During our discussions, I insisted on using the terms people and human beings rather than hosts or subjects. Confucius would have been proud. Some of my colleagues clearly lacked his compassion.
The survival of any species involved a constant struggle against death from enemies of all kinds. Releasing the perfected virus (if we ever got it close enough to perfect) would be humanity’s greatest risk ever. We had no margin of error. I, Peng, designer of life and master of its language … I should have expected something like this eventually.
Only ten years ago, I’d had a lot to say about medical ethics. No one listened, in the end. Few even remembered my testimony at a United States Senate Select Committee on Health and Technology. As time went on (but not soon enough), fanatics found unfaded and far more worthy targets.
I arrived for the hearing in a nondescript car that pulled up to a rear loading dock. Meanwhile, at the front of the Hart Senate Office Building with its quaint white rectilinear styling from the twentieth century, hundreds of protesters screamed through bullhorns and shared the event live through video. They feared that I and DNA designers like me could make them second-class humans. Indeed, second-class humans eventually came to pass, but the people capable of creating them thrived in legislative halls, not in laboratories. As everyone learned through hard experience, all it took was a few legally binding words, not a few carefully selected genes.
No matter. Police feared violence and escorted me through back halls. I arrived in my finest pearl-gray suit made of top-quality synthetic spiderweb fiber, incidentally and conveniently bulletproof. I looked female then, walking confidently in formal spike heels, but I didn’t get to cross the building’s beautiful atrium.
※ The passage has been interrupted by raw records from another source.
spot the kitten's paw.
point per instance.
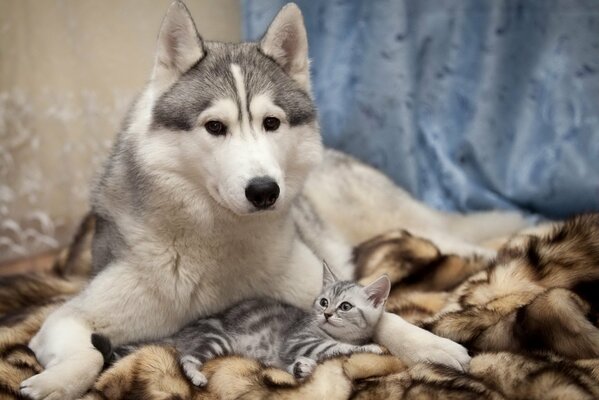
(439, 350)
(371, 348)
(191, 366)
(303, 368)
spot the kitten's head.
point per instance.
(349, 311)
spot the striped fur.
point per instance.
(281, 335)
(530, 317)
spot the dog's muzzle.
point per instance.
(262, 192)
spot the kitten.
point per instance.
(341, 322)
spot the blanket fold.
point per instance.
(529, 317)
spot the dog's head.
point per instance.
(236, 120)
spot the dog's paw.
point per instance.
(371, 348)
(65, 380)
(303, 368)
(191, 366)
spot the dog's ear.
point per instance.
(179, 45)
(286, 42)
(378, 291)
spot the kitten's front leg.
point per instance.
(191, 366)
(302, 368)
(370, 348)
(413, 344)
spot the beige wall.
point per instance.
(68, 70)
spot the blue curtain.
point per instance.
(468, 104)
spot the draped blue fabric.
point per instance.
(468, 104)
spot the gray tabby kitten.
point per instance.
(341, 322)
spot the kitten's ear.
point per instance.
(378, 291)
(328, 278)
(179, 45)
(286, 42)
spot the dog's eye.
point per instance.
(271, 123)
(215, 128)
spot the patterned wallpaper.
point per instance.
(68, 71)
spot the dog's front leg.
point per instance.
(117, 304)
(413, 344)
(72, 364)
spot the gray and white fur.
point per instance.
(341, 322)
(217, 190)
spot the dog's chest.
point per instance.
(206, 275)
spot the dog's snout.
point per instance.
(262, 192)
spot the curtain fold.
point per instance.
(468, 104)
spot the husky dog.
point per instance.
(215, 192)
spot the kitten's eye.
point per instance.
(271, 123)
(215, 128)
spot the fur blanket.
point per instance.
(530, 319)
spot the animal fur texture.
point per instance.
(529, 317)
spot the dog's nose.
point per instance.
(262, 192)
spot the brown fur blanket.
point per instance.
(530, 318)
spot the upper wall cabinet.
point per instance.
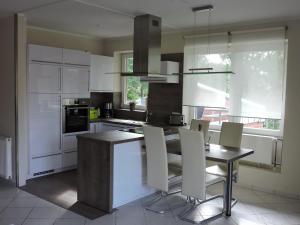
(75, 80)
(44, 78)
(40, 53)
(76, 57)
(99, 80)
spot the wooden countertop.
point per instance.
(113, 137)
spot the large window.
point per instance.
(254, 95)
(133, 89)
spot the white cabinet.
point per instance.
(100, 81)
(75, 80)
(44, 78)
(69, 142)
(44, 124)
(76, 57)
(69, 159)
(44, 54)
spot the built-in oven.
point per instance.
(76, 115)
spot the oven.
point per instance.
(76, 115)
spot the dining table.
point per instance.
(218, 153)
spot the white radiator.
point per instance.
(267, 150)
(5, 158)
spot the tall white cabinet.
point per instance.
(100, 80)
(53, 73)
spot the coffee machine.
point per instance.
(108, 110)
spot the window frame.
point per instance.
(262, 131)
(124, 104)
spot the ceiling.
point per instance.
(114, 18)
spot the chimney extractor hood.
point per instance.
(147, 49)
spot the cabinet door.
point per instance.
(75, 80)
(93, 128)
(100, 81)
(44, 124)
(44, 78)
(44, 54)
(69, 143)
(69, 159)
(76, 57)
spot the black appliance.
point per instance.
(176, 119)
(108, 109)
(76, 115)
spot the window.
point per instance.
(254, 95)
(133, 89)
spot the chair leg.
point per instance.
(163, 195)
(194, 204)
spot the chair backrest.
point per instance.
(201, 125)
(157, 161)
(193, 163)
(231, 134)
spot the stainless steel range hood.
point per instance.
(147, 49)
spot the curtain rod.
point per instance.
(236, 32)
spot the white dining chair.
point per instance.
(159, 175)
(230, 136)
(197, 125)
(194, 178)
(201, 125)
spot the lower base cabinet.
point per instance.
(44, 165)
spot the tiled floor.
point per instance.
(254, 208)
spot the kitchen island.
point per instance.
(112, 168)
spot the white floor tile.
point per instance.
(274, 219)
(24, 202)
(69, 222)
(67, 214)
(39, 222)
(4, 202)
(104, 220)
(11, 221)
(46, 213)
(244, 219)
(20, 213)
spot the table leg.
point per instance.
(228, 194)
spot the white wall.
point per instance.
(21, 89)
(286, 182)
(7, 81)
(64, 40)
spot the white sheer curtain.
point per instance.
(257, 58)
(205, 90)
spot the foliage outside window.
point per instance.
(253, 96)
(133, 89)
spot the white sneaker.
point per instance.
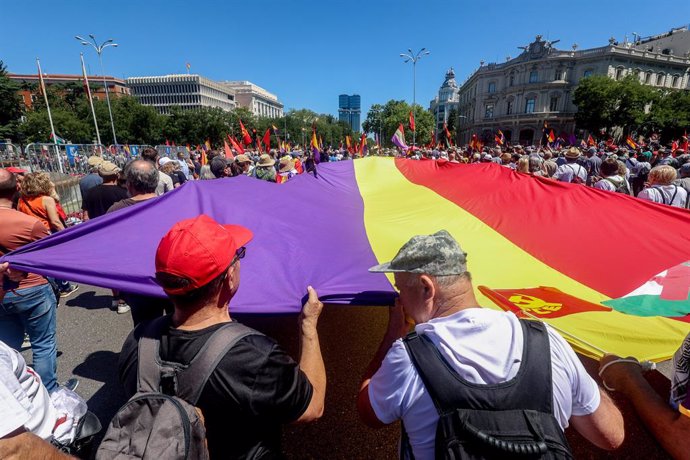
(122, 308)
Too risky, the building security officers said, and I had received enough threats to accept their warning.
I arrived on time according to the summons, only to discover to no surprise that the hearing was running two hours late.
I waited in the greenroom. On the other side of the wall lay the Central Hearing Facility, a boring, functional name for a grand hall with handsome age-darkened wood paneling and, behind the committee-member dais, a gleaming white marble backdrop. The waiting room on the other side of the marble-clad wall offered standard-issue beige sofas, a coffee and tea maker, a watercooler, an adjoining toilet, and walls painted pale green out of tradition. A screen on the wall showed what was happening in the hearing room.
What was happening was a parade of failed genetic engineering.
Senators were gently grilling a ten-foot-tall young man in a motorized wheelchair. Rather, they fulminated against what would have been called in Roman times a monster, an unnatural creature, and these days what we politely called modified, a kinder term. Or some called him a dupe, which was both rude and inaccurate.
“Although my bones grew, my nervous system couldn’t keep up,” he said. “I have little or no feeling or control below my knees or elbows. Even if I did, I could hardly walk very far.” He joked about it, true to his famously stalwart personality. “I can never play basketball.”
I watched as angry as those senators. That poor young man was a botched job. Anyone who knew physiology would have known that bones and nerves were separate systems and both needed tweaks to grow in tandem. Beyond that, hearts could beat only so strong, digestions work only so hard, and lungs breathe only so fast. Humans had limits.
The DNA-modifying engineer responsible for that disaster sat near me in the greenroom, hauled out of his suicide-watch prison cell, waiting to testify, still manacled, and if he had not sat hunched over and weeping, I would have given him something to wail about. Spike heels could make good weapons. He never looked at me, although his police handlers did and seemed to equate us.
Meanwhile, the young man testified to other modified failures who hadn’t survived infancy. Gills that didn’t work even for children born underwater. Tails that involved unviable architectural changes to the spine. Some attempts to improve vision hadn’t killed the thoughtlessly modified children but had left them blind because their brains couldn’t process what their unnatural eyes saw.